Once the loop clicks, frameworks stop being magic. You can look at any agent library and see the messages list, the tool registry, and the execution loop underneath the abstractions. That mental model is the foundation for the engineering work in how to build production AI systems, and the natural next step is learning how to build reliable AI agents, where the question shifts from how the loop works to where it belongs in a real system.
FAQ
Do I need a framework like LangChain to build an AI agent?
No. The working agent here is a little over 200 lines of plain Python using the Anthropic SDK and Pydantic. Frameworks wrap this same loop in abstractions, which can help later, but building it once without one teaches you what every framework is actually doing.
What is the agent loop?
The agent loop is the cycle where your code sends the conversation and tool list to the model, the model either answers in text or requests a tool, your code executes the requested tool and appends the result, and the model gets called again. The loop ends when the model replies with text instead of a tool request.

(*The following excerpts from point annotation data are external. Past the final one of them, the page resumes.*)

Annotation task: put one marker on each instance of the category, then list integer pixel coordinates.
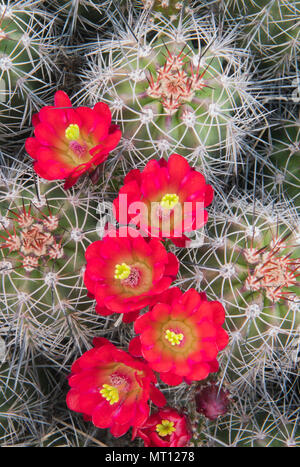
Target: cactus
(185, 90)
(282, 175)
(270, 28)
(250, 259)
(21, 403)
(44, 235)
(201, 79)
(26, 41)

What is the difference between an AI agent and an LLM call?
Tools and execution. A plain LLM call takes a prompt and returns text. An agent gets a list of tools it can decide to use, and your code executes those decisions and feeds the results back, which lets the model act on files, APIs, and systems instead of only generating words.

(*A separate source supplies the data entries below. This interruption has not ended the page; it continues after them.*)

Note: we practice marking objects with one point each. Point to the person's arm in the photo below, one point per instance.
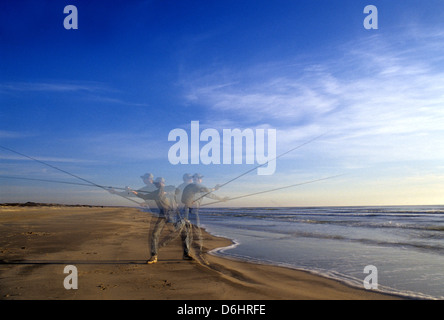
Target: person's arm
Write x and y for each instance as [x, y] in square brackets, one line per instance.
[147, 196]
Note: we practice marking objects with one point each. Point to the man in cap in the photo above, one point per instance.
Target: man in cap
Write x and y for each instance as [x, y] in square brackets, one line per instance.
[164, 205]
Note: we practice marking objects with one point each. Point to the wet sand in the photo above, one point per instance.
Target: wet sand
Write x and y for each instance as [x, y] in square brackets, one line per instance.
[109, 248]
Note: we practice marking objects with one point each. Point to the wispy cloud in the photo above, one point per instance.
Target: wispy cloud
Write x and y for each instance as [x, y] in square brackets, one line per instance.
[89, 90]
[381, 100]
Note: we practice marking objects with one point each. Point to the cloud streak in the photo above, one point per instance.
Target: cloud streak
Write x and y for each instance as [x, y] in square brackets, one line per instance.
[382, 101]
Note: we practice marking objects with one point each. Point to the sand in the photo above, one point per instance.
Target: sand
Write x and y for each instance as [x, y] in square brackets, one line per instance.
[109, 248]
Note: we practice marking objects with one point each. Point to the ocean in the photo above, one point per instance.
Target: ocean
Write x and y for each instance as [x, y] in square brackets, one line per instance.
[405, 245]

How many LLM calls does an agent need to answer one question?
At least two when a tool is involved. The first call is the model deciding it needs more information and picking a tool. The second call happens after your code executes the tool, when the model turns the result into an answer. Questions that need no tool resolve in one call.
What does a tool definition look like to the model?
A name, a description, and an input schema. That's the full contract. The model never executes anything itself; it fills in the parameters and your application runs the matching function.